It was just unlucky they were in that spot.”

  “Or lucky for us,” Tyler said. I rounded on him and cocked my fist to knock him out, but Zach’s dad caught my arm and held it.

  “Wait, Dani,” Adam said. “I think he meant that if it would have been any of the rest of us, the creatures would have killed us quickly and moved on to the next one. Half of us may have been dead before they were stopped.”

  Tyler had backed up a step, his arms up like he was surrendering. His eyes were manic, as if he was facing an executioner.

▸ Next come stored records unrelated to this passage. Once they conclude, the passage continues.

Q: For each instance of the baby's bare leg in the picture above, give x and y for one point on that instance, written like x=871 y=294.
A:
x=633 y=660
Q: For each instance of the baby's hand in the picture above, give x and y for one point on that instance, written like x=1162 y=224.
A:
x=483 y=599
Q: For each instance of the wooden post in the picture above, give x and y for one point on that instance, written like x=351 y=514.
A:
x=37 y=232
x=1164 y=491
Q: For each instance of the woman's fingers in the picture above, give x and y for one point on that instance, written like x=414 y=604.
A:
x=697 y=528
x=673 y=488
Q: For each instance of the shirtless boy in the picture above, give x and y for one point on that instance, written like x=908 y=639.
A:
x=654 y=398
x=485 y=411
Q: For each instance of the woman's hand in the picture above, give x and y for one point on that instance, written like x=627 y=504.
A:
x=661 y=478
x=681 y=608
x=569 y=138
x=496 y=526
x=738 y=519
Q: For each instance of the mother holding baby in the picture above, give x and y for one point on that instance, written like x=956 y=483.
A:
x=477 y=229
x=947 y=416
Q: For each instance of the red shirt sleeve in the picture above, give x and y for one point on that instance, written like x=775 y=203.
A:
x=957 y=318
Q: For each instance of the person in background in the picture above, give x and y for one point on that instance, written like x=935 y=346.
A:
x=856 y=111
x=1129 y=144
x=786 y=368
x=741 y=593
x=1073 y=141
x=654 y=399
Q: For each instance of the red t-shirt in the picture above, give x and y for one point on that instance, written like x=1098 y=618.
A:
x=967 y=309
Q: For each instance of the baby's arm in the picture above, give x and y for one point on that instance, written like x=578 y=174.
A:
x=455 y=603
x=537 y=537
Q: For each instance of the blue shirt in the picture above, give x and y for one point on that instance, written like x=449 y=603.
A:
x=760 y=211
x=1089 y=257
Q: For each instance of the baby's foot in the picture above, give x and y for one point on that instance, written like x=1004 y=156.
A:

  “That’s what I meant,” he said. “I just meant that Rick is a badass with that sword. None of us could have kept them back so long.”

  I relaxed my arm and Adam released it. “Oh, sorry.”

  “No problem.” Tyler’s voice was shaky, no doubt thinking about how a couple of minutes before, I was beating the corpse of that shadowling so violently. My stomach lurched.

  We gathered our packs, some of which had fallen and been kicked around the cavern as we battled. Those with first aid kits in theirs helped the others dress their wounds.

  My whole body felt like one big wound. I had scratches and cuts all over me, most of them small enough that I didn’t need to do anything for them right then. My forearm, where that thing had bitten me, burned, but that was nothing compared to how I felt inside.

  “Are you in a lot of pain?” my mother asked Rick.

  That was strange. I was too far to be able to hear them speaking. I looked around to see if anyone else gave any indication they could hear. No one was looking toward the pair. Maybe it was some kind of weird acoustics thing the cave did.

  “It’s…okay,” he answered.

  “I’m really sorry I couldn’t help you,” she said. Her words were halting, shaky. She didn’t know what to say. She knew he was dying. I was sure he did, too, even through the shock.

  “It’s fine. I came—” he grunted as he shifted, “—to protect you. I did that. As long…as you’re okay…that’s all that matters.”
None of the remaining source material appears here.